3 tips for GKE ML/batch workloads

There has been an influx of large batch and ML training workloads on GKE. I've personally had the please of working with one of those workloads. The things that batch and ML workload often require from GKE are the following:

Top 3 tips for Batch ML workloads

  1. Move your GKE system services to a separate nodepool

    You should create a separate nodepool for system services and run your batch/ML job in it's own nodepool. The largest benefit is this will allow you to scale down your most expensive GPU/large VM nodepool back to 0. Otherwise, there might be a teeny-tiny kube-dns pod on your very expensive n2-highmem-128 VM preventing it to be removed by the autoscaler.

    Read my blog post on how to move your GKE system services to a separate nodepool

  2. Utilize release channels but prevent upgrades to the nodepools and minor release upgrades to control plane

    You can continiously set up a new 180 day maintenance exclusion using the no_minor_or_node_upgrades scope.

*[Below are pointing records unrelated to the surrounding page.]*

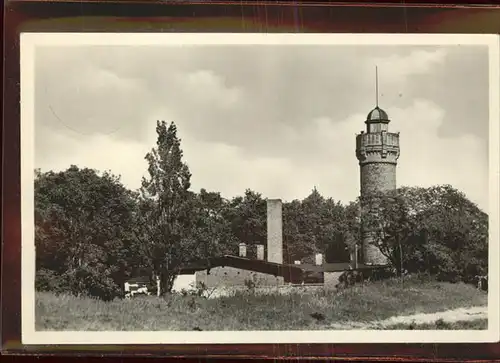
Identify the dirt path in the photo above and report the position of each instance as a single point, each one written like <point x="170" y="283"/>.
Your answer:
<point x="449" y="316"/>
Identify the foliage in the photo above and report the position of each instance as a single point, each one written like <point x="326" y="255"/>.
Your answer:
<point x="165" y="224"/>
<point x="82" y="234"/>
<point x="435" y="230"/>
<point x="91" y="233"/>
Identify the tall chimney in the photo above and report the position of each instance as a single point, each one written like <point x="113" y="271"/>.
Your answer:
<point x="260" y="252"/>
<point x="243" y="250"/>
<point x="354" y="257"/>
<point x="319" y="259"/>
<point x="274" y="231"/>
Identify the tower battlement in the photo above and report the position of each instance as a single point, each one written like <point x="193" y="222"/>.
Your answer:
<point x="378" y="147"/>
<point x="377" y="151"/>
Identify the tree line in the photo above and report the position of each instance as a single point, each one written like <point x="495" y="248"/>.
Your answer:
<point x="92" y="233"/>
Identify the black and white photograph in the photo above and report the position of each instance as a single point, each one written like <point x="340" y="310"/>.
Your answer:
<point x="259" y="188"/>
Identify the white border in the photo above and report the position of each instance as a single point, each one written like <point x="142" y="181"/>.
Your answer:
<point x="28" y="43"/>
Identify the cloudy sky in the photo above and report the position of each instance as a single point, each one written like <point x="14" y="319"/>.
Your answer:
<point x="277" y="119"/>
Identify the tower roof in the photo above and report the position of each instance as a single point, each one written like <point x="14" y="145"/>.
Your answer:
<point x="377" y="115"/>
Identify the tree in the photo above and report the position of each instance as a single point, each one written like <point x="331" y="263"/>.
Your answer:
<point x="165" y="220"/>
<point x="435" y="230"/>
<point x="82" y="232"/>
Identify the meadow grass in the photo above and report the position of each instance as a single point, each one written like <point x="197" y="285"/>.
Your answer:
<point x="247" y="311"/>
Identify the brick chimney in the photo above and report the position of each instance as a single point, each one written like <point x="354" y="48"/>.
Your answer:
<point x="260" y="252"/>
<point x="274" y="231"/>
<point x="243" y="250"/>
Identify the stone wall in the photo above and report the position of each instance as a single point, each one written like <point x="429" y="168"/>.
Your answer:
<point x="231" y="276"/>
<point x="332" y="279"/>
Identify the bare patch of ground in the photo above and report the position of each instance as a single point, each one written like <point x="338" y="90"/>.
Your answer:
<point x="448" y="316"/>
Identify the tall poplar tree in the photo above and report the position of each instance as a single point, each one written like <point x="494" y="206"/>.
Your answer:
<point x="165" y="218"/>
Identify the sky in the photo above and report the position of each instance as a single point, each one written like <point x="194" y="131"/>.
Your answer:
<point x="278" y="119"/>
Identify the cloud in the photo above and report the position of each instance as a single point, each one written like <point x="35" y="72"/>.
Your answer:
<point x="279" y="120"/>
<point x="426" y="159"/>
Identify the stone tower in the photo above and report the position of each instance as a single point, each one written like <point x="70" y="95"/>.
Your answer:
<point x="377" y="150"/>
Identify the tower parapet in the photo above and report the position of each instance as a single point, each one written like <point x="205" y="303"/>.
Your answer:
<point x="377" y="151"/>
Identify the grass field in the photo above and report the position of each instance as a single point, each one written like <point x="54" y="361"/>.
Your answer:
<point x="246" y="311"/>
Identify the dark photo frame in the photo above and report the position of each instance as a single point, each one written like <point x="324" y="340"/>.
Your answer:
<point x="207" y="17"/>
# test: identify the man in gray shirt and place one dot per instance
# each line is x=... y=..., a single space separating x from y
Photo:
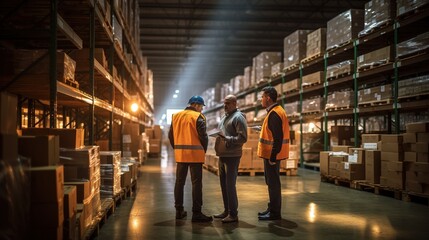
x=233 y=126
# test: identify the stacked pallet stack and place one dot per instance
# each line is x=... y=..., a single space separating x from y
x=416 y=142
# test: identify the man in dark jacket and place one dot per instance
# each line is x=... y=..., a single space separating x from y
x=189 y=139
x=233 y=127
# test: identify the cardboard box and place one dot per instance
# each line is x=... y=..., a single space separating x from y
x=43 y=150
x=418 y=127
x=372 y=166
x=82 y=190
x=246 y=159
x=70 y=201
x=69 y=138
x=392 y=138
x=8 y=110
x=324 y=162
x=47 y=184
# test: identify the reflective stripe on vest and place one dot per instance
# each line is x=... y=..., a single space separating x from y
x=266 y=141
x=187 y=145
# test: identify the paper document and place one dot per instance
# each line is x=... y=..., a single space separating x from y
x=215 y=133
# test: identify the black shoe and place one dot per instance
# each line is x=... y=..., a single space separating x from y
x=230 y=219
x=264 y=212
x=221 y=215
x=270 y=216
x=180 y=214
x=200 y=217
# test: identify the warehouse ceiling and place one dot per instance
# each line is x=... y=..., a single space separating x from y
x=193 y=44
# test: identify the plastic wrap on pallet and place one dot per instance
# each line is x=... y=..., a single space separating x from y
x=340 y=99
x=338 y=69
x=291 y=108
x=291 y=85
x=14 y=201
x=316 y=42
x=413 y=45
x=312 y=105
x=374 y=94
x=377 y=13
x=277 y=68
x=405 y=6
x=264 y=61
x=378 y=57
x=344 y=28
x=313 y=78
x=117 y=31
x=110 y=173
x=247 y=77
x=294 y=47
x=413 y=86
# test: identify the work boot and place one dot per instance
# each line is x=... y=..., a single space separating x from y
x=200 y=217
x=180 y=214
x=221 y=215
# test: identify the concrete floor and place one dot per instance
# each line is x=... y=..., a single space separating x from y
x=311 y=210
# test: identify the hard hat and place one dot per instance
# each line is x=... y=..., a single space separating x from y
x=196 y=99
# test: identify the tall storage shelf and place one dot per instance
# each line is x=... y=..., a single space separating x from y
x=357 y=79
x=96 y=93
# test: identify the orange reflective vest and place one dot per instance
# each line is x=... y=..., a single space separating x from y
x=187 y=145
x=266 y=140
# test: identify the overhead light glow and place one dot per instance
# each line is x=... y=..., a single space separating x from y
x=134 y=107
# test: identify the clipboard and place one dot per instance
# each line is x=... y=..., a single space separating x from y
x=215 y=133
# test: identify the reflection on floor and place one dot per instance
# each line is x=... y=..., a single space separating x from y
x=311 y=210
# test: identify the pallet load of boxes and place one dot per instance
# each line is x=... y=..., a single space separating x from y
x=398 y=162
x=68 y=180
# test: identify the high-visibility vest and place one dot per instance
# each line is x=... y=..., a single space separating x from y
x=187 y=145
x=266 y=141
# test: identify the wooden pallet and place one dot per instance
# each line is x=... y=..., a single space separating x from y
x=312 y=57
x=339 y=76
x=291 y=67
x=338 y=46
x=342 y=108
x=376 y=28
x=373 y=65
x=375 y=103
x=307 y=85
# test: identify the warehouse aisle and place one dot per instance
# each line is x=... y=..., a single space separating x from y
x=311 y=210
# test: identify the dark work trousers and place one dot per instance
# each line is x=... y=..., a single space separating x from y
x=196 y=170
x=272 y=179
x=228 y=170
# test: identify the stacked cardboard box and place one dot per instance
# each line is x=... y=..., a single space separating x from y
x=378 y=13
x=47 y=202
x=406 y=6
x=340 y=69
x=344 y=28
x=413 y=45
x=416 y=143
x=343 y=99
x=392 y=161
x=375 y=58
x=313 y=78
x=276 y=69
x=84 y=164
x=247 y=77
x=413 y=86
x=312 y=105
x=342 y=135
x=291 y=108
x=316 y=43
x=294 y=47
x=374 y=94
x=263 y=64
x=292 y=85
x=110 y=173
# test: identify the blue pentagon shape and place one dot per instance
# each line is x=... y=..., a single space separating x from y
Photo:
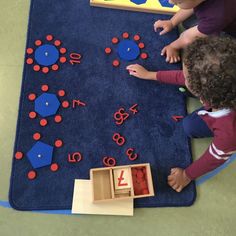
x=40 y=155
x=165 y=3
x=138 y=2
x=46 y=104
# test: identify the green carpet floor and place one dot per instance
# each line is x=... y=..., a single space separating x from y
x=212 y=214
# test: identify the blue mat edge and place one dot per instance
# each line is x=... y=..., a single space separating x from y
x=11 y=202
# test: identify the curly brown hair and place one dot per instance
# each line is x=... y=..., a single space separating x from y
x=211 y=65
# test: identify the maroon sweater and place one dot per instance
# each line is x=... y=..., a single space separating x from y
x=223 y=125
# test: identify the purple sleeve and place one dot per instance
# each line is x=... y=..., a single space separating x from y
x=203 y=165
x=175 y=77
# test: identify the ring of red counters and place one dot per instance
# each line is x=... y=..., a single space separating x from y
x=140 y=182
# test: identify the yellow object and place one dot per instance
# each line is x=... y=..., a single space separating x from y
x=83 y=202
x=152 y=6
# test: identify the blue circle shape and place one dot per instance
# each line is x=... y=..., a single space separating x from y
x=128 y=50
x=46 y=55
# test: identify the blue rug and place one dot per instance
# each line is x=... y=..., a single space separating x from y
x=102 y=90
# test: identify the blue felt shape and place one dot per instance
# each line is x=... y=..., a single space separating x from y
x=40 y=155
x=128 y=50
x=138 y=2
x=89 y=130
x=47 y=104
x=46 y=55
x=165 y=3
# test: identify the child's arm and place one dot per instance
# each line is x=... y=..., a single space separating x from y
x=168 y=25
x=187 y=37
x=171 y=77
x=213 y=157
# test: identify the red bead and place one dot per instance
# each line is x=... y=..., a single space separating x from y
x=141 y=45
x=144 y=55
x=139 y=174
x=62 y=50
x=38 y=42
x=65 y=104
x=115 y=40
x=29 y=50
x=29 y=61
x=45 y=70
x=36 y=68
x=31 y=96
x=58 y=143
x=136 y=37
x=55 y=67
x=32 y=175
x=57 y=43
x=62 y=59
x=134 y=171
x=125 y=35
x=49 y=37
x=61 y=93
x=107 y=50
x=43 y=122
x=54 y=167
x=37 y=136
x=115 y=63
x=58 y=118
x=32 y=115
x=19 y=155
x=44 y=88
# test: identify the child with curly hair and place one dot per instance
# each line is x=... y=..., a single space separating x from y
x=209 y=73
x=213 y=16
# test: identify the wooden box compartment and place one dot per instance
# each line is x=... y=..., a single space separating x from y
x=122 y=182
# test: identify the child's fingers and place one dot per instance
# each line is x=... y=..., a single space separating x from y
x=164 y=31
x=173 y=170
x=133 y=73
x=179 y=189
x=163 y=52
x=132 y=66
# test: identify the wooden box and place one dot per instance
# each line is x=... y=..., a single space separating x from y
x=121 y=182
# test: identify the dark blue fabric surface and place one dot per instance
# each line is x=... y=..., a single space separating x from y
x=155 y=136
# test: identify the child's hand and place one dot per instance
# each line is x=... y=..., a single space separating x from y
x=166 y=25
x=172 y=54
x=140 y=72
x=178 y=179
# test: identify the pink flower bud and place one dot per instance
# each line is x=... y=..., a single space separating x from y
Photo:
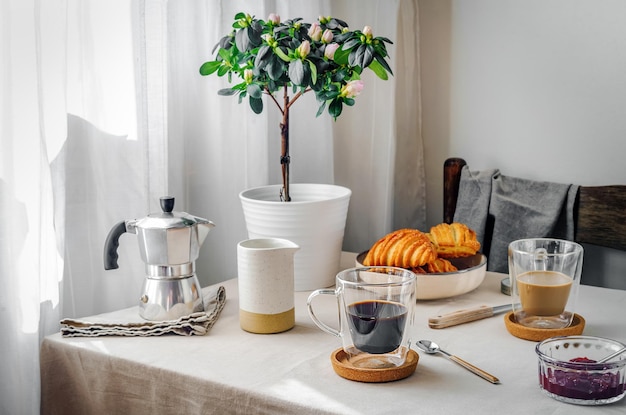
x=329 y=52
x=273 y=18
x=304 y=49
x=352 y=89
x=327 y=36
x=248 y=75
x=315 y=32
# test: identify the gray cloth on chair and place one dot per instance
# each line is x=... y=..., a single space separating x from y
x=511 y=208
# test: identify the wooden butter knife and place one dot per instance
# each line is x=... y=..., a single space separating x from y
x=466 y=315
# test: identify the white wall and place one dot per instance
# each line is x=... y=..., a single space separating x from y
x=536 y=88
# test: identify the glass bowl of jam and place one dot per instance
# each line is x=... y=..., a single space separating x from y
x=569 y=370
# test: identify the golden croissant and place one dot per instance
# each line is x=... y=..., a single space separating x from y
x=454 y=240
x=406 y=248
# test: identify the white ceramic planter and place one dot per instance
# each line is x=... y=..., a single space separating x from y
x=315 y=220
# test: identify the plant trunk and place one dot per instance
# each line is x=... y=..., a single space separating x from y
x=284 y=155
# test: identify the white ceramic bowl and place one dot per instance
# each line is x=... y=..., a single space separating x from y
x=471 y=273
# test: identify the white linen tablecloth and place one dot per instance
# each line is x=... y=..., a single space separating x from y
x=232 y=371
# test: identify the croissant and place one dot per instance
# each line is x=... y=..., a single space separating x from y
x=440 y=265
x=453 y=240
x=406 y=248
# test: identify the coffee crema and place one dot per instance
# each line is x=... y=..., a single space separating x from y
x=377 y=326
x=543 y=293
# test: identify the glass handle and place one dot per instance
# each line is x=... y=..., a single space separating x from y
x=317 y=321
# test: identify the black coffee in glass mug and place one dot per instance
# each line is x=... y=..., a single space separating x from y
x=377 y=326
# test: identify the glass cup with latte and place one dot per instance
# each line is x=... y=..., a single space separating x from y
x=376 y=308
x=545 y=276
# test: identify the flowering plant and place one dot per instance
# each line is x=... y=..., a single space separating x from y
x=324 y=57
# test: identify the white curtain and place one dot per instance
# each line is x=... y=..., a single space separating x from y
x=102 y=110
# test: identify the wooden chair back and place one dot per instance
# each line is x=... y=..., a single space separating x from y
x=599 y=211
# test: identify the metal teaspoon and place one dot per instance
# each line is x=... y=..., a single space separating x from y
x=432 y=348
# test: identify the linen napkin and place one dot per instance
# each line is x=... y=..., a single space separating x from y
x=510 y=208
x=197 y=323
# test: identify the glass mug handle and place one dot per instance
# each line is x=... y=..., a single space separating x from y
x=317 y=322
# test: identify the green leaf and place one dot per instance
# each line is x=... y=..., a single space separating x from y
x=335 y=107
x=256 y=104
x=242 y=41
x=227 y=92
x=313 y=73
x=384 y=64
x=208 y=68
x=296 y=72
x=254 y=91
x=275 y=68
x=378 y=70
x=222 y=70
x=356 y=56
x=278 y=51
x=254 y=34
x=368 y=56
x=263 y=56
x=224 y=54
x=341 y=56
x=350 y=44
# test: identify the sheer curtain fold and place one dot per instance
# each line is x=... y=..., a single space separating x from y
x=102 y=111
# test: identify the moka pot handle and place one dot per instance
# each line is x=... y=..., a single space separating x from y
x=111 y=244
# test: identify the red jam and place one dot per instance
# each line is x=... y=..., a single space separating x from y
x=590 y=385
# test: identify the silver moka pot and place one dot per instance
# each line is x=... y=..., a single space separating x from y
x=169 y=243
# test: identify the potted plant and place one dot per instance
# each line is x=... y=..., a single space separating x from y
x=284 y=60
x=272 y=57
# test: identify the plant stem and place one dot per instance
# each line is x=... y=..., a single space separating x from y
x=284 y=156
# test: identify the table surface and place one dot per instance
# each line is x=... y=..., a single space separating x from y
x=232 y=371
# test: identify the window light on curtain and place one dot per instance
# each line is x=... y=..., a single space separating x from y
x=102 y=110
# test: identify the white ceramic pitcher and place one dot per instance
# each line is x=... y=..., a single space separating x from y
x=266 y=285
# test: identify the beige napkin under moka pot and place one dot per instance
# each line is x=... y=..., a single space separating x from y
x=169 y=243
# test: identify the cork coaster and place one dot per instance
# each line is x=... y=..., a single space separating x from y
x=346 y=370
x=533 y=334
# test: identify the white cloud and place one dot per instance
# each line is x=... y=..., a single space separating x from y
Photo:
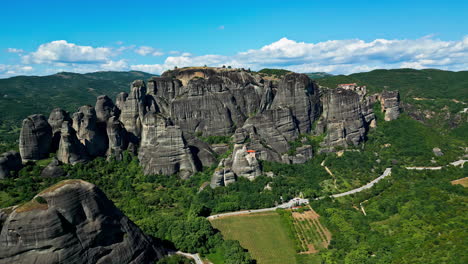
x=12 y=70
x=334 y=56
x=338 y=56
x=146 y=50
x=14 y=50
x=60 y=51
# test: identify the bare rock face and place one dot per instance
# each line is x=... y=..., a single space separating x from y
x=71 y=150
x=300 y=94
x=72 y=222
x=346 y=118
x=133 y=109
x=88 y=132
x=390 y=103
x=53 y=170
x=163 y=149
x=35 y=138
x=242 y=163
x=56 y=118
x=117 y=136
x=9 y=161
x=105 y=108
x=203 y=154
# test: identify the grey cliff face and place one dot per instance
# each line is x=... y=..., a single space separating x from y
x=72 y=222
x=117 y=136
x=133 y=109
x=92 y=137
x=9 y=161
x=105 y=108
x=53 y=170
x=71 y=150
x=163 y=149
x=299 y=93
x=159 y=121
x=346 y=118
x=35 y=138
x=390 y=103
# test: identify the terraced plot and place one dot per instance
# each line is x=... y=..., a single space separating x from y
x=312 y=235
x=262 y=234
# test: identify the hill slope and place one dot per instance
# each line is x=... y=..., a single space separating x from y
x=25 y=95
x=411 y=83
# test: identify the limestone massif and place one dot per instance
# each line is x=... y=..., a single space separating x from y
x=166 y=119
x=72 y=222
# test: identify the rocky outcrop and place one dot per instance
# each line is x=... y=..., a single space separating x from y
x=53 y=170
x=9 y=161
x=72 y=222
x=92 y=137
x=56 y=118
x=71 y=150
x=132 y=109
x=390 y=104
x=105 y=108
x=300 y=94
x=163 y=149
x=346 y=118
x=117 y=136
x=35 y=138
x=242 y=163
x=158 y=121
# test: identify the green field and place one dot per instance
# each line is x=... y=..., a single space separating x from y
x=264 y=235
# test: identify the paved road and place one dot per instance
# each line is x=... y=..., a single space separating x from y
x=297 y=201
x=455 y=163
x=195 y=257
x=289 y=204
x=386 y=173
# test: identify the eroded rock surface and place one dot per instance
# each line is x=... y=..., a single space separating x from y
x=9 y=161
x=72 y=222
x=346 y=118
x=390 y=103
x=35 y=138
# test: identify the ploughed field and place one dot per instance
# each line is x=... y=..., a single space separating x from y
x=266 y=237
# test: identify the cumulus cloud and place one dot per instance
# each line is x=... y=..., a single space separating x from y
x=338 y=56
x=14 y=50
x=12 y=70
x=146 y=50
x=333 y=56
x=60 y=51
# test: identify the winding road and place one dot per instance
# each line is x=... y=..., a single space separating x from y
x=297 y=201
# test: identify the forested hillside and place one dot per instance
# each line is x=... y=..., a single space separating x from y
x=432 y=84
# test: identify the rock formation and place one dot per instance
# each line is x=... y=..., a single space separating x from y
x=390 y=104
x=35 y=138
x=53 y=170
x=9 y=161
x=88 y=132
x=117 y=136
x=164 y=122
x=105 y=108
x=56 y=118
x=346 y=118
x=242 y=163
x=163 y=149
x=72 y=222
x=71 y=150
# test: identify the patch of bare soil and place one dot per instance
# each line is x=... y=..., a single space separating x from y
x=463 y=182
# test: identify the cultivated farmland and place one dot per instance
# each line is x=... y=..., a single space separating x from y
x=262 y=234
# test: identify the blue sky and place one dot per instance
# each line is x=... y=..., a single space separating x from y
x=43 y=37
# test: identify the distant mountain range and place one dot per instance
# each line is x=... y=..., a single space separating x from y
x=21 y=96
x=430 y=83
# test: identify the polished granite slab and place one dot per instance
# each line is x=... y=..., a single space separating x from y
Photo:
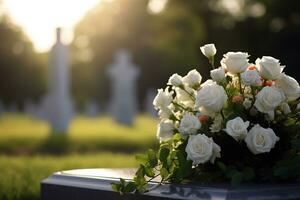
x=93 y=184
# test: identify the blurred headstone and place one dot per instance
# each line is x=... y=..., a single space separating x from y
x=12 y=107
x=29 y=107
x=91 y=109
x=2 y=109
x=123 y=75
x=149 y=108
x=57 y=105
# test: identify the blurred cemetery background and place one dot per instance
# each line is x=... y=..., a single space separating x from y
x=78 y=95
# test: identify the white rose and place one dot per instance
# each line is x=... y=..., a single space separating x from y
x=261 y=140
x=175 y=80
x=247 y=103
x=209 y=50
x=268 y=99
x=186 y=96
x=235 y=62
x=166 y=112
x=251 y=78
x=237 y=128
x=269 y=67
x=192 y=79
x=286 y=108
x=201 y=149
x=217 y=124
x=163 y=99
x=189 y=124
x=289 y=86
x=165 y=130
x=211 y=96
x=218 y=74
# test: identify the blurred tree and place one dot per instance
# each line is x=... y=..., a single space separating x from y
x=168 y=41
x=21 y=75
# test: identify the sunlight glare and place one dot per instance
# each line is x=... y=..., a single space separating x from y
x=39 y=18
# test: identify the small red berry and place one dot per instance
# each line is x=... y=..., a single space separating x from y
x=203 y=118
x=237 y=99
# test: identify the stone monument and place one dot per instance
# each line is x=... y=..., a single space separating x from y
x=91 y=109
x=149 y=108
x=58 y=100
x=123 y=75
x=2 y=110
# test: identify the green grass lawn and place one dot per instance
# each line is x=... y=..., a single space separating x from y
x=20 y=176
x=29 y=153
x=20 y=134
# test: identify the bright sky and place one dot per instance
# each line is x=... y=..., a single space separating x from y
x=39 y=18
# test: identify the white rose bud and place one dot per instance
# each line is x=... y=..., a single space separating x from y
x=208 y=50
x=237 y=128
x=218 y=74
x=175 y=80
x=289 y=86
x=217 y=124
x=235 y=62
x=193 y=79
x=201 y=149
x=163 y=99
x=166 y=112
x=247 y=103
x=251 y=78
x=165 y=130
x=268 y=99
x=189 y=124
x=269 y=67
x=261 y=140
x=211 y=96
x=185 y=96
x=286 y=108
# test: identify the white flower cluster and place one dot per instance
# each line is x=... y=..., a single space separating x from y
x=187 y=104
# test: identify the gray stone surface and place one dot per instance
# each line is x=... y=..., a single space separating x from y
x=56 y=105
x=95 y=184
x=123 y=75
x=149 y=108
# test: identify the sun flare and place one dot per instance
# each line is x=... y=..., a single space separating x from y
x=39 y=18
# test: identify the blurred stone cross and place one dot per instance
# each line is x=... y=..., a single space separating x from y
x=59 y=104
x=123 y=74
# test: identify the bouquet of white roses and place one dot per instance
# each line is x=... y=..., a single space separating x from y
x=240 y=125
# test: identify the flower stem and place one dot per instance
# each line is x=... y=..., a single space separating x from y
x=212 y=61
x=240 y=85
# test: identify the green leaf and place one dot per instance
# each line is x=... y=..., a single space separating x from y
x=296 y=144
x=142 y=158
x=163 y=156
x=116 y=187
x=149 y=171
x=236 y=178
x=152 y=158
x=248 y=173
x=164 y=173
x=141 y=171
x=130 y=187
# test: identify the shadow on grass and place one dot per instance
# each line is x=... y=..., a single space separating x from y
x=55 y=143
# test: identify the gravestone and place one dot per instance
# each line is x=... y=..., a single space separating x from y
x=149 y=108
x=92 y=109
x=57 y=104
x=12 y=107
x=123 y=75
x=30 y=108
x=2 y=109
x=95 y=184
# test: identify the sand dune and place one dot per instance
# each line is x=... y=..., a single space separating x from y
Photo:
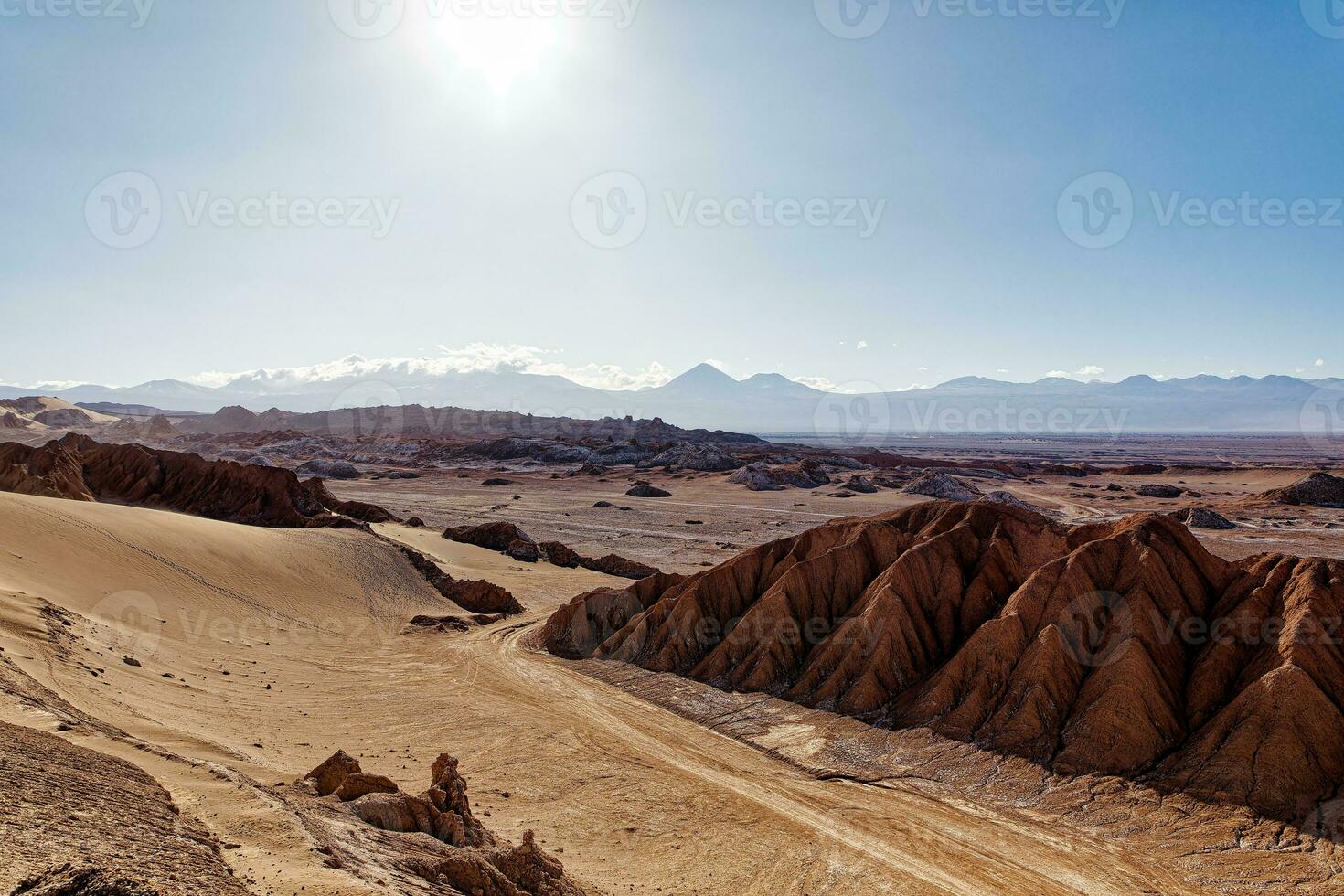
x=319 y=615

This will prevent the control plane from going through a minor version upgrade and also prevent nodepools from being upgraded. (Unverified, planning to verify soon and write a blog post on this)

  3. Create new nodepools instead of upgrading

    Do not rely on GKE upgrades instead create a new nodepool and safely decommission the old nodepool.

    GKE upgrades will forcefully drain your nodes causing pod disruptions. GKE only respects your pod disruption budget for up to 1 hour, however Batch/ML pods often require it be respected multiple days.

    So instead it's better to create a new nodepool with the new version and taint the old nodepool so no new pods get scheduled to the old nodepool. Eventually the old nodepool will get to 0 and then it's safe to delete it.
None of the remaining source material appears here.